Regia di Federico Fellini vedi scheda film
Il titolo, prima di tutto
La gestazione dell'opera è nota; il regista riminese da anni pensava ad un film sull'avventuriero veneziano, sebbene non conoscesse minimamente la fonte documentaria prima e cioè la biografia scritta da Casanova sé medesimo. Forse fu proprio questo a convincerlo, almeno all'inizio: una ghiotta occasione di creazione immaginifica tanto più libera in quanto lontana nel tempo e di scarsa rilevanza letteraria.
Firmato però il contratto (dirà "a cuor leggero") ed incontrato il testo, la faccenda si complicò: Fellini non sopportava la scrittura ed il suo autore. "Histoire de ma vie" era solo una sequela di noiosi aneddoti meticolosamente descritti di una vacuità disarmante. Profondamente inutile ed irritante. Persino la semplice scansione temporale, incerta. Nessun filo conduttore. Né un "senso" diverso o altro se non l'illuminazione estemporanea di centinaia di "quadretti" sconnessi. Ne veniva fuori l'immagine di una esistenza mal-spesa, di un uomo borioso (che tra l'altro scrisse in francese per essere certo del successo della propria opera. Opera che risultò invece per anni impubblicabile e quando lo fu, alfine, i rimaneggiamenti altrui furono pesantissimi) sciocco e reazionario. Di un autore "d'occasione" che produsse letterariamente solo per ottenere un qualche beneficio fosse anche la semplice promozione di sé.
Invece che desistere, come forse la ragione avrebbe richiesto, Fellini tenne in piedi il progetto "per un motivo puntiglioso e isterico" che portò il co-sceneggiatore Zapponi a dichiarare, tra l'altro, che "lo scontro Fellini-Casanova fu uno dei più cruenti e dolorosi di tutta la storia del cinema" (3). Questo, insieme a ritardi, posticipi, cambi di produzione, rinunce, persino furti, altalenanti litigi sulla scelta del protagonista e sulla lingua in cui girare, lievitazione esponenziale dei costi, rese la gestazione del film (ma persino le riprese) uno strazio.

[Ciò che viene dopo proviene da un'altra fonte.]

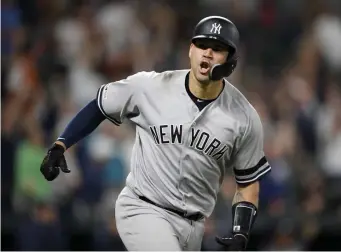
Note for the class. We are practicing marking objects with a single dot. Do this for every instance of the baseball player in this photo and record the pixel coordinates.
(192, 126)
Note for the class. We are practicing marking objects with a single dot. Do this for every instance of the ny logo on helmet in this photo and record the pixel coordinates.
(216, 28)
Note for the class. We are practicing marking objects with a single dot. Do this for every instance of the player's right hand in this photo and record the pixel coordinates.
(53, 162)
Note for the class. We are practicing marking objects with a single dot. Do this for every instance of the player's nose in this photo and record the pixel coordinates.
(208, 53)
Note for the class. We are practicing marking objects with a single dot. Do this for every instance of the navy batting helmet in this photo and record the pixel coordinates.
(223, 31)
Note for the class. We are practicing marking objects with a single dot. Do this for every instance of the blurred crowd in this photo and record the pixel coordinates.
(55, 55)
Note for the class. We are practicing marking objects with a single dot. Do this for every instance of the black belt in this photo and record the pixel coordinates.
(192, 217)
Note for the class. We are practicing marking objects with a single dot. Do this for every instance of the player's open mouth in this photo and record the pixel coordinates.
(204, 67)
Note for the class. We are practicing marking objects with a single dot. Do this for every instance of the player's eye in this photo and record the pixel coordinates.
(217, 48)
(201, 46)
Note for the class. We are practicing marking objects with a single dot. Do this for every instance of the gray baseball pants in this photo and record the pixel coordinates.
(143, 226)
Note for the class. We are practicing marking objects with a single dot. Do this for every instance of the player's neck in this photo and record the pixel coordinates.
(207, 91)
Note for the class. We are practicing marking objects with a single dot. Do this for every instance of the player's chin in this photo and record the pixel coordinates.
(203, 78)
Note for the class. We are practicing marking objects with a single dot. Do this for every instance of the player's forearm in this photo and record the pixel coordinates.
(85, 122)
(248, 193)
(244, 210)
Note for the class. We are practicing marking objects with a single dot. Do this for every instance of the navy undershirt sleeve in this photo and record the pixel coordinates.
(86, 121)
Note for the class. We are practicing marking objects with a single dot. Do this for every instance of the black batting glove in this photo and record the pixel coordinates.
(53, 162)
(237, 242)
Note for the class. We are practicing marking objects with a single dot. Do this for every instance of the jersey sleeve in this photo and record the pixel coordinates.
(118, 100)
(250, 163)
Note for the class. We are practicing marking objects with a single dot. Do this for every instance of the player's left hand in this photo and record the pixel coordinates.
(53, 162)
(237, 242)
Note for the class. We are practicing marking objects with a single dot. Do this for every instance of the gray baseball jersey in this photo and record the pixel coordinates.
(181, 154)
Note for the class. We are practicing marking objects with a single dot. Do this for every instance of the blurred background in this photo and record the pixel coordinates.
(54, 56)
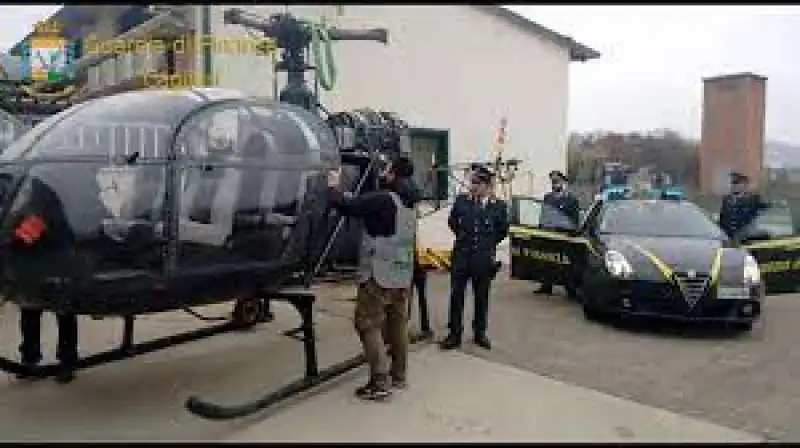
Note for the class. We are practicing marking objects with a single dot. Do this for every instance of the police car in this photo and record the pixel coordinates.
(660, 257)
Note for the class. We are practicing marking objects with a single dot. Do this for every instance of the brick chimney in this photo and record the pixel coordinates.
(732, 135)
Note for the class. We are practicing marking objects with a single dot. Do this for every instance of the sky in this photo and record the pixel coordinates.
(653, 60)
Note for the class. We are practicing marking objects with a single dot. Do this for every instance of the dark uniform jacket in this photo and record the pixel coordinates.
(559, 206)
(739, 211)
(478, 230)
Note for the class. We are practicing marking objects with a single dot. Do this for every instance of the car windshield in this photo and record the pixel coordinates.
(658, 218)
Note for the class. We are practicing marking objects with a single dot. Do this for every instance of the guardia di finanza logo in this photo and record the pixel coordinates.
(47, 55)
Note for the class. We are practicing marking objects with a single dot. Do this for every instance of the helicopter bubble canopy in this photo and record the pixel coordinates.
(190, 190)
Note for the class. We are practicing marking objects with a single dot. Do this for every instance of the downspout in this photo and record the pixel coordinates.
(205, 30)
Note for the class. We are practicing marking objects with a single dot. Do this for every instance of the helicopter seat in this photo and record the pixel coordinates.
(217, 229)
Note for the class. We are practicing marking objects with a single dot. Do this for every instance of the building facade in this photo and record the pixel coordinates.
(732, 136)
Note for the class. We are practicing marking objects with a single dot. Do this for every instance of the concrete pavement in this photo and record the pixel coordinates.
(457, 397)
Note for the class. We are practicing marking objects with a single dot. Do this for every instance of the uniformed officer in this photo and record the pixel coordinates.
(386, 270)
(561, 211)
(740, 207)
(479, 222)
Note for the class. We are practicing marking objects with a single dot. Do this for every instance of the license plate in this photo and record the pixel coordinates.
(738, 292)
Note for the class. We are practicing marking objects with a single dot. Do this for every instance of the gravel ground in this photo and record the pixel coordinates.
(740, 382)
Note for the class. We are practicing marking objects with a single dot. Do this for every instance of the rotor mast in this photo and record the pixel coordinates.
(293, 36)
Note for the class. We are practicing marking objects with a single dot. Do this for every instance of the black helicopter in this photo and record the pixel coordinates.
(160, 200)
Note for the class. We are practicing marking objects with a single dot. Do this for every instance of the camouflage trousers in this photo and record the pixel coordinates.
(381, 316)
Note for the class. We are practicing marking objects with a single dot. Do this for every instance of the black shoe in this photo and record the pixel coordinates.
(374, 391)
(30, 372)
(450, 342)
(65, 375)
(483, 342)
(399, 385)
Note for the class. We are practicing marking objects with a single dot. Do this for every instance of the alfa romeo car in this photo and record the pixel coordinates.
(654, 258)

Alla fine, il 10 dicembre del 1976, "Il Casanova di Federico Fellini" uscì nelle sale di Roma e Milano. L'accoglienza fu tiepida: non era affatto quello che il grande pubblico si sarebbe aspettato. Per gli addetti ai lavori, per chi conosceva Fellini, invece, forse sì: il disinteresse per la "veridicità storica" parallelo alla mancata aderenza alla fonte letteraria. Di certo Fellini rifiutava ogni approccio filologico parlando secco del presente. Piaccia o no, esso è, più che mai, un film tutto e solo del regista riminese (Zapponi, come mai avrebbe potuto essere Flaiano, al servizio del maestro). Summa di pensieri, sensazioni, incubi, ricordi, speranze angosciose, allucinazioni, riflessioni tanto privati quanto universali.
"Il Casanova di Federico Fellini" ovvero una dichiarazione di intenti, ante incipio, nei titoli di testa: “liberamente ispirato a Storia della mia vita di Giacomo Casanova”.
Perché Casanova
L'antipatia del regista verso il proprio personaggio era ostinata. Tanto da indirizzare la stesura della sceneggiatura dalla quale vennero minimizzati ed epurati i pochi episodi “edificanti” della vita di Casanova (gli incontri con personaggi di rilievo come Voltaire per esempio, la fuga dai Piombi) per privilegiare l'aspetto privato ed inutilmente accumulativo della stessa. L'idea era appunto di creare dei “quadri” che gettassero luce su “momenti” spaiati nei quali non si riuscisse mai a riscontrare un “senso profondo e complesso. Era la mancanza totale di un qualsivoglia “progetto” sulla propria esistenza che sembrava irritare tanto Fellini a riguardo dell'avventuriero veneziano. In fondo, il fatto che quest'ultimo non avesse mai sul serio “scelto” di fare o essere, lasciandosi invece trascinare dagli eventi e dalle casualità.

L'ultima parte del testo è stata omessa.